You cannot count any interactions with family members that do not meet the above criteria, warns Catherine Brink CMM, CPC, CMSCS, president of Healthcare Resource Management in Spring Lake, N.J.
"All other family discussions, no matter how lengthy, may not be counted toward critical care," the transmittal states. "Telephone calls to family members or surrogate decision-makers may be counted toward critical care time" -- provided the interactions meet the same criteria as face-to-face family counseling encounters.

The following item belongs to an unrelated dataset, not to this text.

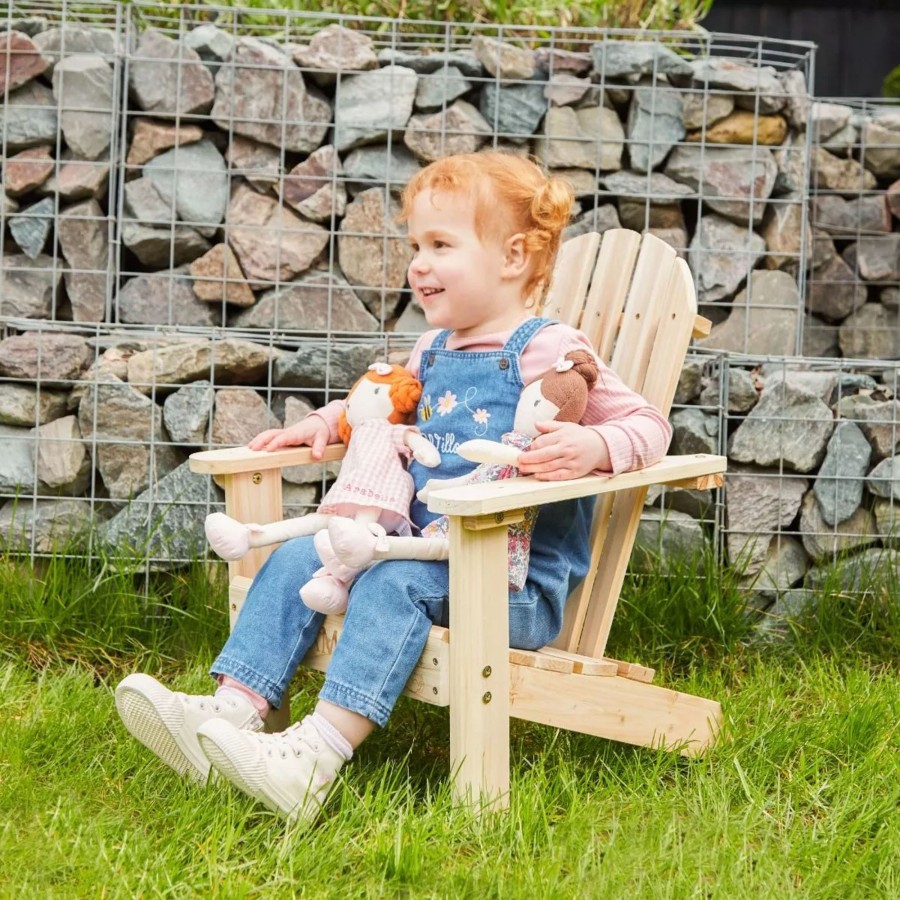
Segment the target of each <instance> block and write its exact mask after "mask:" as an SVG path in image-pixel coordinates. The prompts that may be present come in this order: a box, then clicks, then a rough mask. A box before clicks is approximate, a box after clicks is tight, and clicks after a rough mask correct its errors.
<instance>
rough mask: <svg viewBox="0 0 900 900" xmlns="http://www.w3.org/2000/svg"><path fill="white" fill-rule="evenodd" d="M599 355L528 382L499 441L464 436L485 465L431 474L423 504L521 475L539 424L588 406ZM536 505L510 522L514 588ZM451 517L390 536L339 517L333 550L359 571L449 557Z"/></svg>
mask: <svg viewBox="0 0 900 900" xmlns="http://www.w3.org/2000/svg"><path fill="white" fill-rule="evenodd" d="M599 374H600V370H599V366H598V365H597V358H596V357H595V356H594V355H593V354H592V353H589V352H588V351H587V350H572V351H570V352H569V353H567V354H566V355H565V356H564V357H561V358H560V359H558V360H557V361H556V363H555V365H554V366H553V367H552V368H550V369H548V370H547V371H546V372H544V373H542V374H541V375H540V376H538V377H537V378H535V379H534V381H531V382H529V384H527V385H526V386H525V388H524V389H523V390H522V395H521V396H520V397H519V402H518V403H517V405H516V415H515V419H514V421H513V430H512V431H509V432H507V433H506V434H504V435H503V436H502V437H501V439H500V443H497V442H495V441H486V440H471V441H465V442H463V443H462V444H460V445H459V447H458V448H457V452H458V453H459V455H460V456H462V457H464V458H465V459H468V460H470V461H472V462H477V463H480V465H479V466H478V467H477V468H475V469H473V470H472V471H471V472H469V473H468V474H467V475H461V476H460V477H458V478H445V479H440V478H433V479H430V480H429V481H428V482H427V483H426V484H425V486H424V487H423V488H422V490H420V491H419V493H418V495H417V496H418V498H419V500H421V501H422V502H423V503H426V502H427V501H428V493H429V492H430V491H432V490H438V489H440V488H446V487H456V486H460V485H467V484H480V483H483V482H486V481H500V480H502V479H506V478H516V477H518V475H519V470H518V467H517V463H518V459H519V456H520V454H521V453H522V452H523V451H524V450H527V449H528V447H529V446H530V445H531V442H532V441H533V440H534V439H535V438H536V437H537V436H538V429H537V423H538V422H544V421H550V420H554V421H557V422H580V421H581V418H582V416H584V412H585V410H586V409H587V402H588V394H589V393H590V390H591V388H592V387H593V386H594V383H595V382H596V380H597V378H598V377H599ZM536 518H537V509H536V508H535V507H530V508H528V509H526V510H525V519H524V521H522V522H519V523H517V524H514V525H511V526H510V527H509V541H508V556H509V589H510V591H513V592H515V591H520V590H522V588H523V587H524V585H525V579H526V577H527V575H528V562H529V559H530V555H531V533H532V530H533V529H534V523H535V519H536ZM447 531H448V520H447V517H446V516H441V517H440V518H438V519H435V520H434V521H433V522H431V523H429V524H428V525H427V526H426V527H425V528H424V529H423V530H422V536H421V537H405V536H398V537H393V536H391V537H389V536H387V534H386V531H385V530H384V529H382V528H381V527H380V526H379V524H378V523H374V522H362V521H360V520H356V521H355V522H354V521H349V520H347V519H344V518H334V519H332V520H331V521H330V522H329V524H328V534H329V536H330V539H329V550H330V552H331V553H332V554H334V555H335V556H336V557H337V559H338V561H339V562H341V563H343V564H345V565H347V566H348V567H349V568H352V569H353V571H354V572H359V571H361V570H362V569H364V568H365V567H366V566H369V565H371V564H372V563H373V562H375V561H376V560H379V559H419V560H428V559H431V560H436V559H447V558H448V555H449V546H450V544H449V540H448V539H447Z"/></svg>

Show Physicians the Value of Documentation
The physician also needs to be diligent about documenting the other critical care components; often, the physician does not provide enough information in progress notes to justify critical care coding.
"Critical care is commonly performed but underreported. I believe many (physicians) often miss critical care coding opportunities," says Caral Edelberg, CPC, CCS-P, CHC, president of Medical Management Resources for TeamHealth in Jacksonville, Fla.
Bottom line: To report 99291, the physician needs to spend a minimum of 30 minutes providing critical care to a patient with a critical illness or injury. If the physician performs activities that count toward that time, but does not include them in the documented time, then it's virtually impossible to capture it appropriately.
"Some physicians I talk to say they don't know what's included in critical care, which makes counting up the time very difficult for coders," said Edelberg during a recent audioconference on documenting hospital services (http://www.audioeducator.com).
Key: Documentation must support that critical care services were medically necessary and reasonable. You can report critical care services for the time the physician spent evaluating, providing care and managing the critically ill or injured patient's care. The physician must spend the time at the immediate bedside or elsewhere on the floor or unit, provided the physician is immediately available to the patient.
Don't miss: For any given period of time spent providing critical care services, the physician must devote his full attention to the patient and, therefore, cannot provide services to any other patient during the same period of time.
What's not included is also important. CPR, chest tubes, wound repair, etc. are separately billable when you provide them and critical care. "It's important the physician and coders understand what -separately billable- means so that the critical care time that is documented is accurate and includes/excludes services correctly," explains Edelberg.
(For a list of procedures that are included in critical care, check out the explanation in CPT 2008 under the "Critical Care Services" subhead.)